Halsel, Banua Pos Nusantara - Pemerintah Daerah (Pemda) Kabupaten Halmahera Selatan diminta bertindak tegas terhadap sejumlah bangunan usaha yang berdiri di kawasan zona resapan air. Desakan tersebut disampaikan oleh aktivis lingkungan Muhammad Saifudin, yang menilai lemahnya penegakan aturan membuat para pengusaha leluasa membangun di wilayah yang seharusnya dilindungi.
Saifudin, yang akrab disapa Amat, menjelaskan bahwa sekitar 145 hektare lahan di wilayah Desa Labuha, Tomori, dan Hidayat telah ditetapkan sebagai zona resapan air. Menurutnya, kawasan itu memiliki fungsi penting dalam menjaga keseimbangan tata ruang dan ketersediaan sumber air bersih. “Wilayah tersebut sudah diatur dalam Peraturan Daerah Nomor 5 Tahun 2020 tentang Rencana Detail Tata Ruang Kawasan Perkotaan Labuha Tahun 2020–2040. Jadi seharusnya tidak boleh ada aktivitas pembangunan di sana,” ujarnya, Rabu, 15 Oktober 2025.
Amat menilai, jika pemerintah daerah terus menutup mata, maka dampaknya bisa sangat luas—mulai dari rusaknya pola tata ruang hingga potensi konflik horizontal di masyarakat. Ia juga menyoroti adanya sejumlah pengusaha yang tetap membangun usaha di kawasan itu, salah satunya yang disebut bernama Tiong San.

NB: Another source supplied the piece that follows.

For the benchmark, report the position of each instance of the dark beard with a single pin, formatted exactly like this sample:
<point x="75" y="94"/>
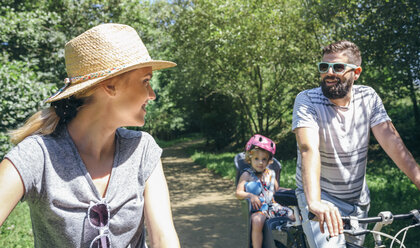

“Fungsi zona resapan air bukan hanya menjaga cadangan air tanah, tapi juga mencegah banjir dan kekeringan. Kalau terus dibiarkan, kerusakan lingkungan tinggal menunggu waktu,” tegasnya.
Aktivis asal Gane itu meminta Bupati Halmahera Selatan, Hasan Ali Bassam Kasuba, untuk mengambil langkah tegas terhadap para pelaku usaha yang melanggar. Ia menilai, sikap tegas dari kepala daerah akan menjadi sinyal kuat bahwa pemerintah benar-benar serius menjaga tata ruang dan kelestarian lingkungan.
“Kami mendesak Bupati Halsel segera menertibkan para pengusaha yang tetap membangun di zona resapan air, termasuk usaha Bunga Low 3 dan lainnya. Penegakan aturan ini penting agar tidak ada pembiaran yang berujung pada kerugian bagi masyarakat luas,” ujar Amat menegaskan.
Amat menambahkan, pemerintah daerah harus menunjukkan keberpihakan pada kepentingan publik, bukan pada kepentingan bisnis yang merusak. “Ini bukan sekadar persoalan izin usaha, tapi menyangkut masa depan ekologi Halsel. Jika alam rusak, semua pihak akan menanggung akibatnya,” tutupnya.